🤖 AI Summary
This work addresses the challenge of reproducing Neural Radiance Fields (NeRF) papers, which typically requires extensive manual coding and is poorly served by general-purpose code generation methods. To bridge this gap, the authors propose a multi-agent framework that automatically translates NeRF research papers into executable, trainable Nerfstudio plugins. The framework integrates formal syntactic constraints, graph-structured coordination for multi-file code generation, automatic integration of referenced components, vision-feedback-driven repair mechanisms guided by PSNR, SSIM, and vision-language models (VLMs), and neural rendering architecture parsing. The study also introduces the first dedicated benchmark for evaluating such systems. Evaluated on 30 NeRF papers without open-source implementations, the generated code achieves visual fidelity comparable to human-written implementations—within ±0.5 dB PSNR and ±0.2 SSIM—while reducing development time from weeks to minutes.
📝 Abstract
The proliferation of neural radiance field (NeRF) research requires significant efforts to reimplement papers before building upon them. We introduce NERFIFY, a multi-agent framework that reliably converts NeRF research papers into trainable Nerfstudio plugins, in contrast to generic paper-to-code methods and frontier models like GPT-5 that usually fail to produce runnable code. NERFIFY achieves domain-specific executability through six key innovations: (1) Context-free grammar (CFG): LLM synthesis is constrained by Nerfstudio formalized as a CFG, ensuring generated code satisfies architectural invariants. (2) Graph-of-Thought code synthesis: Specialized multi-file-agents generate repositories in topological dependency order, validating contracts and errors at each node. (3) Compositional citation recovery: Agents automatically retrieve and integrate components (samplers, encoders, proposal networks) from citation graphs of references. (4) Visual feedback: Artifacts are diagnosed through PSNR-minima ROI analysis, cross-view geometric validation, and VLM-guided patching to iteratively improve quality. (5) Knowledge enhancement: Beyond reproduction, methods can be improved with novel optimizations. (6) Benchmarking: An evaluation framework is designed for NeRF paper-to-code synthesis across 30 diverse papers.
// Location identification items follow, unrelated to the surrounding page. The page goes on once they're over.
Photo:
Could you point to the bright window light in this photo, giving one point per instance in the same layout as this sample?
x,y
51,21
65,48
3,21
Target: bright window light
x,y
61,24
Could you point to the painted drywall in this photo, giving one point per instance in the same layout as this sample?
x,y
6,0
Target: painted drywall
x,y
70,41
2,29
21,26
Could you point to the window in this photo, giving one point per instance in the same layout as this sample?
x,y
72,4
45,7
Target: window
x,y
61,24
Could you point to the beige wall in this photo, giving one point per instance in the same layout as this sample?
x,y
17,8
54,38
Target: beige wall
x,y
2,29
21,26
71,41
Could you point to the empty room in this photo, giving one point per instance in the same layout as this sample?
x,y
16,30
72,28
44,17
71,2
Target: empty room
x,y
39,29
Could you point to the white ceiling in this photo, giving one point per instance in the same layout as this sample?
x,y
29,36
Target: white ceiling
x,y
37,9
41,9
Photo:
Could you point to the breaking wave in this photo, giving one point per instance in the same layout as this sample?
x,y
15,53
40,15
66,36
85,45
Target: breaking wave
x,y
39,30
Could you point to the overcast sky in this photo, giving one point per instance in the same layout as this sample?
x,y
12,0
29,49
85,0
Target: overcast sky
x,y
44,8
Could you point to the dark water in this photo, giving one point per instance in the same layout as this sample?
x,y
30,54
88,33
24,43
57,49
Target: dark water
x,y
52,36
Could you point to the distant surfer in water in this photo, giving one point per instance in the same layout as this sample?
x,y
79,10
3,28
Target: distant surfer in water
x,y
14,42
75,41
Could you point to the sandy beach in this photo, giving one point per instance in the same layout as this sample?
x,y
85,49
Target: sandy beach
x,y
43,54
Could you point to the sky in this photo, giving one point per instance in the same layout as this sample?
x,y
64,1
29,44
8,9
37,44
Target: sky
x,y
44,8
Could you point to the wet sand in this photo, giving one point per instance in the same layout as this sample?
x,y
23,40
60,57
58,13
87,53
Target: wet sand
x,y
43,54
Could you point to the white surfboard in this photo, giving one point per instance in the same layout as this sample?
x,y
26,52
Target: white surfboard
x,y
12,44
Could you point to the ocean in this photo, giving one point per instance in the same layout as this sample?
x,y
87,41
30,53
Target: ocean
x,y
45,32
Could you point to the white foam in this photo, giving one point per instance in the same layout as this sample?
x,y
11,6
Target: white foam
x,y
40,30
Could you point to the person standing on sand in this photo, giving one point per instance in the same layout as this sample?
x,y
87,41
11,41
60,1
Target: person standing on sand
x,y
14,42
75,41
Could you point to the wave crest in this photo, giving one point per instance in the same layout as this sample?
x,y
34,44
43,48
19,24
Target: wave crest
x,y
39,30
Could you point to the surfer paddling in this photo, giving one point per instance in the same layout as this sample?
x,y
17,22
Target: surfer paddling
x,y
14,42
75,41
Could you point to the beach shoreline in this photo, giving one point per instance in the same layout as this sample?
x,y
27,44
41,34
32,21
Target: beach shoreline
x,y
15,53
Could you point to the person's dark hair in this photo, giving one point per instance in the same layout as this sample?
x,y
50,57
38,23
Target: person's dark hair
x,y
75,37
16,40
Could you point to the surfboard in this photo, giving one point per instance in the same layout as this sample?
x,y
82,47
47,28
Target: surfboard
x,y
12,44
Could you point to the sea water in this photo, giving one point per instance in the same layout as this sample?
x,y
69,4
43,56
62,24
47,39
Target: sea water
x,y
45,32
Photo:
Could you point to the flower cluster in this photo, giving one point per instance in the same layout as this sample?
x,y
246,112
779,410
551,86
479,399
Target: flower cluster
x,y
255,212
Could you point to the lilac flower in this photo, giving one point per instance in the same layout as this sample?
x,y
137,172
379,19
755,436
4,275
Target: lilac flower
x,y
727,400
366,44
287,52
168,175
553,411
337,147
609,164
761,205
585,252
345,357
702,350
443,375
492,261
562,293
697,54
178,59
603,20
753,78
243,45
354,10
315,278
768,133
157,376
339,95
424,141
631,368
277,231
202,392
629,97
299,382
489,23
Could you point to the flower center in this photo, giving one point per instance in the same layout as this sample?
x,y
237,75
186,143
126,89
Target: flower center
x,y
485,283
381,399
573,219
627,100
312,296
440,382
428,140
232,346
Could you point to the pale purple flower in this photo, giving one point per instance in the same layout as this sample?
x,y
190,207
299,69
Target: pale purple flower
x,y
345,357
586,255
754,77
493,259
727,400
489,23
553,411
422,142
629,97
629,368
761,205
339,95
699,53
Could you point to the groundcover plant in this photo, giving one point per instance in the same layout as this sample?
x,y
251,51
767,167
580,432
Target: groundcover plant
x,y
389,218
On papers without public implementations, NERFIFY achieves visual quality matching expert human code (+/-0.5 dB PSNR, +/-0.2 SSIM) while reducing implementation time from weeks to minutes. NERFIFY demonstrates that a domain-aware design enables code translation for complex vision papers, potentiating accelerated and democratized reproducible research. Code, data and implementations will be publicly released.